I searched through the mothur forum and found one post from 2009 regarding high chimeras found, however the thread ended without a resolution of the problem being posted.
Is there something I might be doing wrong? I would not expect to have so many chimeras in my data
Anecdotal, but I’ve found this to be the case in all of my studies as well. Here’s a reference that sequenced a mock community and found similar chimera rates (32% and 36%): http://dx.doi.org/10.1007/s12275-012-2642-z
Thank you very much for the reference, its helpful at least in helping me decide on the wether or not too keep these run.
Since I didn’t prepare these samples, I’m curious now to know how many PCR cycles were used in the protocol. I will definitely be asking our provider.
I notice this post is two years old already, but was there any resolution to the high % chimera problem? I’m running into the same problem (some of my communities even have up to 60% chimeras). I’m following the mothur SOP, my code looks essentially the same. I’ve used 35 cycles to amplify my amplicons (working with low-biomass sediment samples) so this may partially explain my numbers. Any recommendations?

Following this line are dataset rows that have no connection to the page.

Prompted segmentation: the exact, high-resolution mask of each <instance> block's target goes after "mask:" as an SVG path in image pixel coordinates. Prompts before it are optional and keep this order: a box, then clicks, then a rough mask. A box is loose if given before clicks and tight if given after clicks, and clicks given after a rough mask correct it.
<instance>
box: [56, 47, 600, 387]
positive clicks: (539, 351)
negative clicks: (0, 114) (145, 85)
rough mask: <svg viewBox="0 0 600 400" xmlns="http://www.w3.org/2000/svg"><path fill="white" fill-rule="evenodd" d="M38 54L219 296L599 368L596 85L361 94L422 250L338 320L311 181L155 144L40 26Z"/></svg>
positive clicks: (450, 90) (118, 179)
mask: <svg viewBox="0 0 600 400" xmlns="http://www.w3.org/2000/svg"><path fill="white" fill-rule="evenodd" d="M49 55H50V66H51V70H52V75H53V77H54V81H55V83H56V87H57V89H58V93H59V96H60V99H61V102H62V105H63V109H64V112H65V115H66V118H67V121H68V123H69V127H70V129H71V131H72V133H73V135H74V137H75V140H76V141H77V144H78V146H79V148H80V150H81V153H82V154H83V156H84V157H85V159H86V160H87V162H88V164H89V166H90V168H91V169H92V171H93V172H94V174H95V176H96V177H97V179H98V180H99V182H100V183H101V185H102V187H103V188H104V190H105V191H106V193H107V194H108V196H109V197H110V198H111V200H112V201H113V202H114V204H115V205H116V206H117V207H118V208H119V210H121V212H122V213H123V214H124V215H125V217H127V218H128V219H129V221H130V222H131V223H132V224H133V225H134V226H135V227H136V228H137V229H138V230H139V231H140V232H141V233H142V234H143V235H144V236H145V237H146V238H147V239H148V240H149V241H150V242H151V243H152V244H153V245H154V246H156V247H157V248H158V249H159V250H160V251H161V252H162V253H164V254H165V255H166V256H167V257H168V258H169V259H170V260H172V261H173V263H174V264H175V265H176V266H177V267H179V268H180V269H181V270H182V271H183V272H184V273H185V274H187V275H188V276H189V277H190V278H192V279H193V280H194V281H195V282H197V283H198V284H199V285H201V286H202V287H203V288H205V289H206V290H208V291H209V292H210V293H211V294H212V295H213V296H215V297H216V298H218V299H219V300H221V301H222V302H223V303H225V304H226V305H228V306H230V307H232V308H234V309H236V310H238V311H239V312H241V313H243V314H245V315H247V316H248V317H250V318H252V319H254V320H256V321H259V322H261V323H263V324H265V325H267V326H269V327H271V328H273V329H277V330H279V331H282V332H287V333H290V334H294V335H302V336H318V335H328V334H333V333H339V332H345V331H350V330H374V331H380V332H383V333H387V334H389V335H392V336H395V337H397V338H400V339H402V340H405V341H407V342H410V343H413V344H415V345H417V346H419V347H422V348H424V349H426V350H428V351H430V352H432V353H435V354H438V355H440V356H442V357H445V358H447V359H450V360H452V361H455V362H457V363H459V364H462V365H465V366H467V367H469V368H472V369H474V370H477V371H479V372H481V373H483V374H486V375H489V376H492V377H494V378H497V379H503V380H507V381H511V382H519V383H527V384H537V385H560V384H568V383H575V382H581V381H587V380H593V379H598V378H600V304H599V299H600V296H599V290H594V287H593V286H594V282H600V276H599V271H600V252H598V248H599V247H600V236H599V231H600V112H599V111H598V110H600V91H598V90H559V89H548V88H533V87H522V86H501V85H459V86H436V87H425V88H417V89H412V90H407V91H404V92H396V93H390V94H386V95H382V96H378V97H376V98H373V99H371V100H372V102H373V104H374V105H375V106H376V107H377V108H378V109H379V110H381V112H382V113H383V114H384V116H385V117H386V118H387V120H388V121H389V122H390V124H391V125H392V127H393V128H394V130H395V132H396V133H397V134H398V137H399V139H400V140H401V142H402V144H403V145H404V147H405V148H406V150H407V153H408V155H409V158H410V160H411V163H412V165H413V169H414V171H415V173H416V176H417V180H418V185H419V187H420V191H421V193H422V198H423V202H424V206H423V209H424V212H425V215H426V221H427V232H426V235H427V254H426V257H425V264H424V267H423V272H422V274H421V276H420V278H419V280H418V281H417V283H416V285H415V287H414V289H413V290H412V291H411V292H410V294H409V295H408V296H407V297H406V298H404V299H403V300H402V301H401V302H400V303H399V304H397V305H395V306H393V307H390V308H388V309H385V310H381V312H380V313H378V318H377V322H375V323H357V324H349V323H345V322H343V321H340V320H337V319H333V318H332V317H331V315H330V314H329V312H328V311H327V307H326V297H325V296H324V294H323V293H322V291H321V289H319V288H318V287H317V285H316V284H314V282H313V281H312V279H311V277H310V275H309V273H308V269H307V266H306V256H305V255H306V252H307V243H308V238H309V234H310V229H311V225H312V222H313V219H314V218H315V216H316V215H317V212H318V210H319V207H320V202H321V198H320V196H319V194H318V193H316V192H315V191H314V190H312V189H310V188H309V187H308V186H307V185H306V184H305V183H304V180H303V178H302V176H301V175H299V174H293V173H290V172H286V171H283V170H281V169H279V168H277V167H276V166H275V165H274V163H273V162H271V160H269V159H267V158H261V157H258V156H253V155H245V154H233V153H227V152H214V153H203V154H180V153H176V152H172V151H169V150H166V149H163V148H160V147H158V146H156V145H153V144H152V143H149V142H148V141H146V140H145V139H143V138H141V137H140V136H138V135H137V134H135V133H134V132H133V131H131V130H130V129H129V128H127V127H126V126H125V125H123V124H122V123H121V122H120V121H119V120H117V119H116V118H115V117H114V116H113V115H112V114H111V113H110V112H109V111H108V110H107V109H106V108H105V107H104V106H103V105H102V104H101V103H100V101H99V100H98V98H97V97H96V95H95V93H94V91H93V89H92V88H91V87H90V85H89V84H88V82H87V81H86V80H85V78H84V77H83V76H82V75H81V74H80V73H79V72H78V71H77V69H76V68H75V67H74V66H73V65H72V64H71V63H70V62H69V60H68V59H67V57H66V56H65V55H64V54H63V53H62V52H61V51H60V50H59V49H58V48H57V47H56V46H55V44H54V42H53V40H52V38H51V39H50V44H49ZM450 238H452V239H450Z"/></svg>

One thing that has been seen in the literature is that lengthening the extension times reduces the rate of chimera formation. This is why we use a 5 minute extension time. It doesn’t get rid of all of the chimeras, but we generally see <15% of our total sequences being chimeras. The data for this observation are tucked away in the Supplement of this: http://www.ncbi.nlm.nih.gov/pubmed/21212162
Thanks for the reference, Pat.
I’ve noticed that many of these sequences that were identified as chimeras produce great alignments when I blast them, so now I’m going to see how many of these are actually false positives, and whether they bias the rest of the community.
Remember that chimeras are most likely to form between closely related parents so it would not be surprising for them to align well.
This topic is very interesting… I have the same issue with my last two runs. I always feel very bad to throw 30 to 45% of my sequences to trash.
According to you Pat, is it a big scientific issue to perform the downstream analysis with this important removal ?
Figuring out what is really an in silico chimera is difficult. Seems like the current consensus is to be very strict with chimera detection for surveys. I think the current algorithms may be too strict, but I also don’t think it’s worth fighting to keep those sequences because there are better wetlab ways to figure out if things are true chimeras vs false positives. If fine differences between close relatives is your research interest, better to attack it with data other than v4.